David Foster Wallace is the celebrated novelist, whose “Infinite Jest” has just been released to spectacular acclaim and predictions of major awards. His dense, playful style of writing, replete with extensive endnotes and citations, seemed a precursor to today’s hyperlinked, hyperactive style of information consumption.
He plays up his regular-guy image, teaching at an unremarkable Illinois state college, wearing bandannas and hanging out with his slobbering dogs and select friends. Wallace killed himself in 2008 at age 46.
David Lipsky is the interviewer, a few years younger and whose own novel, “The Art Fair,” has been much more modestly received. An early scene shows him reciting at a sparsely attended book reading, so later when he looks out over the packed room for Wallace’s final book tour appearance, we understand how that stiffens his spine.
In Wallace, Lipsky beholds someone more accomplished and wants to capture that, understand it, and thereby ensure his own ascent.
Director James Ponsoldt (“The Spectacular Now”) and screenwriter Donald Margulies reveal many things about both men in “The End of the Tour,” but also hold back in other ways. For instance, Wallace never produced another novel while alive. (An unfinished work was published posthumously.) He mostly turned to nonfiction and essays, even penning for Rolling Stone.
Meanwhile, Lipsky’s article was never actually published in the magazine. The interview essentially became memories and a box of old tape recordings. Lipsky dug them out after Wallace’s passing and turned it into the book, “Although of Course You End Up Becoming Yourself,” upon which this movie is based.
Jason Segel plays Wallace. Yes, that Jason Segel — the pants-dropping comic everyman of “Forgetting Sarah Marshall” and TV’s “How I Met Your Mother.” If you can’t conceive of him giving a layered, dramatic turn, just remember that many funnymen have gone on to become serious actors. I believe this film will do for Segel what “Moscow on the Hudson” did for Robin Williams.
It’s a career-changing, stand-up-and-take-notice kind of performance.
Jesse Eisenberg plays Lipsky. It’s a tight, precise portrayal, the sort of thing we’ve come to expect from the actor from “The Social Network.” His Lipsky is nebbishy and charming, sort of a modern-day Woody Allen type. He’s ambitious and can be ruthless when pushed, but he genuinely likes Wallace and wants to get inside his head.
Plot-wise, the story essentially just follows Lipsky as he follows Wallace to Minneapolis for the last leg of his book tour. They spend almost every minute together, driving in cars, riding in planes, hanging in the downtime. Lipsky keeps his recorder going the whole time, an old-style cassette job with an oversized microphone, one of which every journalist of a certain age probably has stashed somewhere. The tape machine becomes a virtual third character, an omnipresent reminder that their conversations are “on the record” and posterity is listening.
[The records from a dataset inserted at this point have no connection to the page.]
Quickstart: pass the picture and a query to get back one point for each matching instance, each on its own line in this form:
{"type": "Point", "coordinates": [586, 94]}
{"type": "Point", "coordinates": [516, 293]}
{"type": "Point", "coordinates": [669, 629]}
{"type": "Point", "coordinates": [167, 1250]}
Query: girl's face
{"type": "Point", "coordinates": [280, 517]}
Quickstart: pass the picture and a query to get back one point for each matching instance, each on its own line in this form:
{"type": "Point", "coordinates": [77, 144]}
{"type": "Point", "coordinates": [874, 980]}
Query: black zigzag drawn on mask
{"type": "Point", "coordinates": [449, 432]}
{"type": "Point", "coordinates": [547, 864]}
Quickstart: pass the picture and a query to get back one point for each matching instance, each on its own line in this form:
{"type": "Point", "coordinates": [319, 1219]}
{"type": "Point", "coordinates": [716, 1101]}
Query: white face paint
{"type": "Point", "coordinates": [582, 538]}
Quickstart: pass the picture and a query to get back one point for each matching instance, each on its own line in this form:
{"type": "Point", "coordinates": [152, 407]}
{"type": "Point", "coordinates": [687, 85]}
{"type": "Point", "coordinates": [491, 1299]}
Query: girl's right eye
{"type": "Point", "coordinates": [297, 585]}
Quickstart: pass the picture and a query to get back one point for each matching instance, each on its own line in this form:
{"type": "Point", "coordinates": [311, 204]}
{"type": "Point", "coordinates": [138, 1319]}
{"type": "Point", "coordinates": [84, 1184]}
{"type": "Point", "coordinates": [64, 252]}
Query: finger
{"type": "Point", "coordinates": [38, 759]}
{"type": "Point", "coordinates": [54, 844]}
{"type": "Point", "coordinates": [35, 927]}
The men talk about writing, depression, addiction, sex, television, having kids, the intangible appeal of Alanis Morissette and other topics. It’s fascinating to watch the tidal ebb and flow of trust, as Wallace starts out very reticent to reveal himself, then slowly opens up, only to recede back into himself when he starts to think Lipsky is playing him.
And Lipsky is playing him — from a journalistic perspective. He peeks into the guy’s medicine cabinet and writes down the contents, makes notes after a middle-of-the-night heartfelt conversation, and declines to order an alcoholic beverage because, he tells Wallace, he respects the 12-step process. It’s Lipsky’s way of letting Wallace know he knows about past substance abuse problems.
These are the sorts of things reporters routinely do as part of the job that outsiders would doubtless regard as monumentally crummy. Intrusive? You just defined journalism.
Better than any film I can think of, “The End of the Tour” captures and crystallizes what it’s like to be inside the head of people who live through words. Eisenberg and Segel are magnificent conduits into the writer’s darkest corners.